Montag, November 20, 2017

Rezension | Amy Ewing "Das Juwel - Der schwarze Schlüssel"

400 Seiten | Das Juwel #3 | "The Black Key" (Original) | Fantasy/Dystopie | 27.04.2017 | Fischer Verlag | 18,99€ | Hier kaufen

Es handelt sich um den 3. Teil einer Reihe, weswegen Spoiler für die vorherigen Teile vorhanden sind!

Inhalt

Violet und der Geheimbund Der Schwarze Schlüssel bereiten einen Angriff auf den Adel vor, und Violet soll eine zentrale Rolle dabei spielen.
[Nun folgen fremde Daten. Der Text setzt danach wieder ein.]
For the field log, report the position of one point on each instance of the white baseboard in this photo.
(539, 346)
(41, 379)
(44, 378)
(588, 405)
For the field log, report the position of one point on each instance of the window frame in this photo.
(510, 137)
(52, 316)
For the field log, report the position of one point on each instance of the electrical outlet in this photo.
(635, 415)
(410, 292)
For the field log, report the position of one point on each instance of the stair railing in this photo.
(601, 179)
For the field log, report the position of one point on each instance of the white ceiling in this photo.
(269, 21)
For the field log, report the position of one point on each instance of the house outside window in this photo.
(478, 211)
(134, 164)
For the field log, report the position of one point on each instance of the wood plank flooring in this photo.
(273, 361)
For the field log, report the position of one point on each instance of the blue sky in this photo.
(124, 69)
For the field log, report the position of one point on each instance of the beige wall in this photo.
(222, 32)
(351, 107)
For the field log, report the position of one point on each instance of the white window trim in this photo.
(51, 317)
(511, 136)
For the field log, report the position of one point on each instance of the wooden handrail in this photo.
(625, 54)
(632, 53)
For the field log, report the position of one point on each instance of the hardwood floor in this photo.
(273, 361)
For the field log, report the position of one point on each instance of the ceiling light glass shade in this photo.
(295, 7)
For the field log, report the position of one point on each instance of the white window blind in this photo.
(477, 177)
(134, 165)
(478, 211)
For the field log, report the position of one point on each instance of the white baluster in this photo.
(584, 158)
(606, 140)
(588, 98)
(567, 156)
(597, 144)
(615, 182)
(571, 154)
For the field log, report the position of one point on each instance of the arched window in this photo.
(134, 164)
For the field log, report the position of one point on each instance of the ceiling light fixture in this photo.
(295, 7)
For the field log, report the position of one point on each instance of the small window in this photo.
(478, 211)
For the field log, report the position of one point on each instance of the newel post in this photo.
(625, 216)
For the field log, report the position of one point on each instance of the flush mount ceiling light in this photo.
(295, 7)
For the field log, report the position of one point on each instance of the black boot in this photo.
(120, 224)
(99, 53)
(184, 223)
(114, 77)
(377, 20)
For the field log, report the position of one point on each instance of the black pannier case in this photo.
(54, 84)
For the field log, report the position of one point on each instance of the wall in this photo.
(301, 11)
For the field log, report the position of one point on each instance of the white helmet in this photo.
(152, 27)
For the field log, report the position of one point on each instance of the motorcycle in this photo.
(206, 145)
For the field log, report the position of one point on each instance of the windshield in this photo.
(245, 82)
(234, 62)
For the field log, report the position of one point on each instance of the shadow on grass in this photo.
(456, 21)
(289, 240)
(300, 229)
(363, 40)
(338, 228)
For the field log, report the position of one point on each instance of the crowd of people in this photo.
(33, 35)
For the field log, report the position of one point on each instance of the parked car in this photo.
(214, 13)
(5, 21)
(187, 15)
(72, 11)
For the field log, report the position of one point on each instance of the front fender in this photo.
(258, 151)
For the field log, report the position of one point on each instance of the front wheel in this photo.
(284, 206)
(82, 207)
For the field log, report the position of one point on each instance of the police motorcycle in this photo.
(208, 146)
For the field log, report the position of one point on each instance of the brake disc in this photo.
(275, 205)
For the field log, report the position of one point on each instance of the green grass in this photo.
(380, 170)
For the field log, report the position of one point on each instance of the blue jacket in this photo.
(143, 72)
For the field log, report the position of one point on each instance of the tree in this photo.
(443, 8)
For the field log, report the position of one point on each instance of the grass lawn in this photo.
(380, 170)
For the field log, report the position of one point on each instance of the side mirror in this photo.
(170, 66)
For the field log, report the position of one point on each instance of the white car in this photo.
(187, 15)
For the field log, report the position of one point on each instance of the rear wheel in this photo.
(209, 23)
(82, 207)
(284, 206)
Sie muss die jungen Frauen anführen, die die Auktion manipulieren und die Mauern der Einzigen Stadt zum Einstürzen bringen sollen. Doch Violet ist hin- und hergerissen. Ihre Schwester Hazel ist im Palast der Herzogin vom See gefangen. Um ihre Schwester zu retten, muss sie ihre Freunde und die gute Sache im Stich lassen und in das Juwel zurückkehren.

Erster Satz

Wenn es regnet, stinkt es gewaltig im Sumpf.

Meine Meinung

Violet und ihre Freunde sind nun zusammen in der weißen Rose, wo sie die Revolution planen. Doch dann erfährt sie, dass ihre kleine Schwester, Hazel, ihren alten Platz als Surrogat bei der Herzogin eingenommen hat. Sie kann ihre Schwester unmöglich dort alleine lassen, ohne sie in Sicherheit wissen zu können, weswegen sie kurzerhand beschließt, zurück zu kehren.

Im letzten Teil habe ich Violet noch als sehr erwachsen bezeichnet, die immer sehr gut handelt. Aber ich habe gemerkt, dass sie doch sehr impulsiv handelt und sich nicht über die Konsequenzen darüber im Klaren ist. Dennoch habe ich sie sehr gemocht, auch wenn sie Ash gegenüber irgendwie zu kühl war. Ash hingegen habe ich immer weiter in mein Herz geschlossen, es ist so ein süßer Junge.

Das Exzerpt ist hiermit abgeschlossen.